Exploring profiles via the CUBE over SSH can be very slow due to the high data transfer rates and latency involved. To improve performance, it is recommended to copy the profile data to a local machine where CUBE is installed. By examining the profile locally, you can benefit from faster data access and more responsive analysis, leading to a more efficient and effective performance tuning process.
You can copy prepared profiles and traces from here or from Bridges-2 via the following command executed on you local machine
$ # go to the directory were you want to store measurements
$ cd <my_directory>
$ # copy files from Bridges-2 to your current directory
$ scp userid@bridges2.psc.edu:/jet/home/zhukov/ihpcss24/tutorial/measurements_bridges2.tar.gz .
$ # untar experiments
$ tar xvf measurements_bridges2.tar.gz
Go to the directory where experiments are stored
$ cd measurements_bridges2/bin.scorep/
Open collected traces with CUBE
$ cube scorep_bt-mz_C_8x6_sum_filt/summary.cubex
Cube is a generic user interface for presenting and browsing performance and debugging information from parallel applications. The Cube main window consists of three coupled panels containing tree displays or alternate graphical views of analysis reports. The left panel shows performance properties of the execution, such as time or the number of visits. The middle pane shows the call tree or a flat profile of the application. The right pane either shows the system hierarchy consisting of, e.g., machines, compute nodes, processes, and threads, a topological view of the application's processes and threads (if available), or a box plot view showing the statistical distribution of values across the system. All tree nodes are labeled with a metric value and a color-coded box which can help in identifying hotspots. The metric value color is determined from the proportion of the total (root) value or some other specified reference value, using the color scale at the bottom of the window.

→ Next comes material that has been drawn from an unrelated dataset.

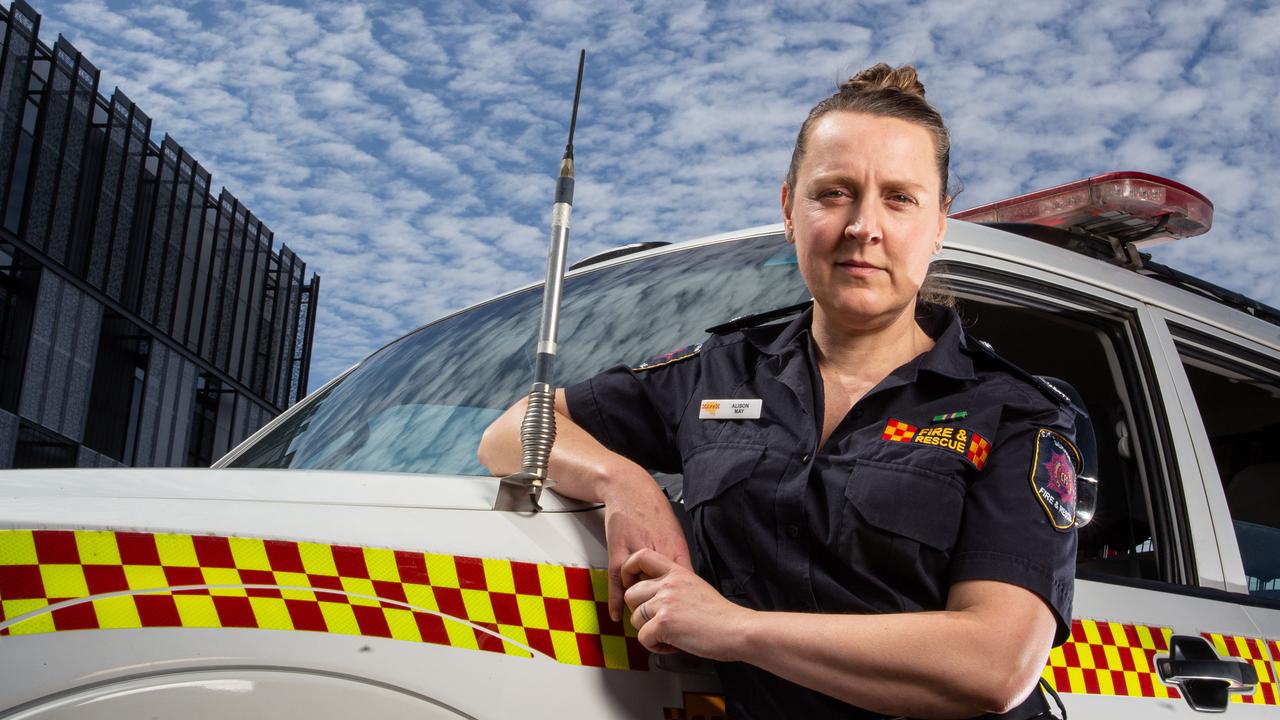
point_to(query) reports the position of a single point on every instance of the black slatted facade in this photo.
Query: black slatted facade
(144, 318)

A click on a performance property or a call path selects the corresponding node. This has the effect that the metric value held by this node (such as execution time) will be further broken down into its constituents in the panels right of the selected node. For example, after selecting a performance property, the middle panel shows its distribution across the call tree. After selecting a call path (i.e., a node in the call tree), the system tree shows the distribution of the performance property in that call path across the system locations. A click on the icon to the left of a node in each tree expands or collapses that node. By expanding or collapsing nodes in each of the three trees, the analysis results can be viewed on different levels of granularity (inclusive vs. exclusive values).

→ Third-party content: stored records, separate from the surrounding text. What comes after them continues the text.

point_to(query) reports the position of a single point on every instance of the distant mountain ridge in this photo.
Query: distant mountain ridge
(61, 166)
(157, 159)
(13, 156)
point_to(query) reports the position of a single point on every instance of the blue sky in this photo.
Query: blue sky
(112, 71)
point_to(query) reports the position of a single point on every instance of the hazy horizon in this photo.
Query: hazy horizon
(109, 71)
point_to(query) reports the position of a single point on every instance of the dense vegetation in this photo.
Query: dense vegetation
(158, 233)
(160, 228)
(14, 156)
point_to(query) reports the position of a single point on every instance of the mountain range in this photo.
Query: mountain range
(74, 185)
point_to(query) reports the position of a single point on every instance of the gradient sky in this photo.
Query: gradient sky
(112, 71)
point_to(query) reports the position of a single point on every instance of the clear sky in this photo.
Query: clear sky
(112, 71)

For example, in the figure we can see the distribution of the "Computation time" of the following three functions x_solve
, y_solve
, z_solve
over 4 MPI ranks on node one and accumulated time across all MPI ranks on node two .

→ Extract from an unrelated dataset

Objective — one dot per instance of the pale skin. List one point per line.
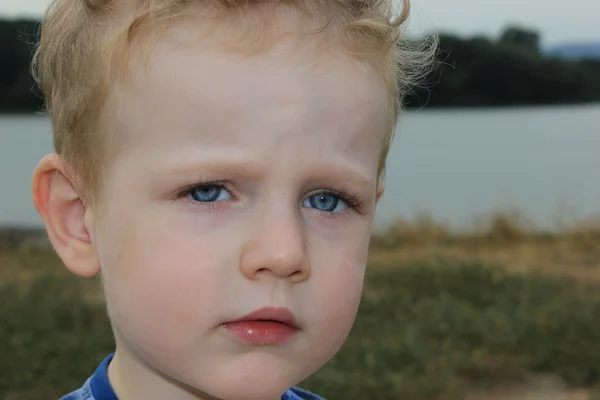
(288, 135)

All tree displays support a context menu, which is accessible using the right mouse button and provides further options. For example, to obtain the exact definition of a performance property, select "Online Description" in the context menu associated with each performance property. A brief description can also be obtained from the menu option "Info".
To make effective use of the GUI please also consult the Cube User Guide or visit the CUBE YouTube channel.
Examine our BT-MZ measurements in the CUBE browser and try to answer the following questions
- What percentage of the total time is spent on computation, MPI, OpenMP?
- What is the name of the routine with the largest execution time (inclusive)?
- What is the name of the routine with the largest execution time (exclusive)?
- How many times has the
adi
routine been called? - Which routines are the biggest contributors to the runtime?
- What is the min and max execution time of the
compute_rhs
routine across all threads (all MPI processes)?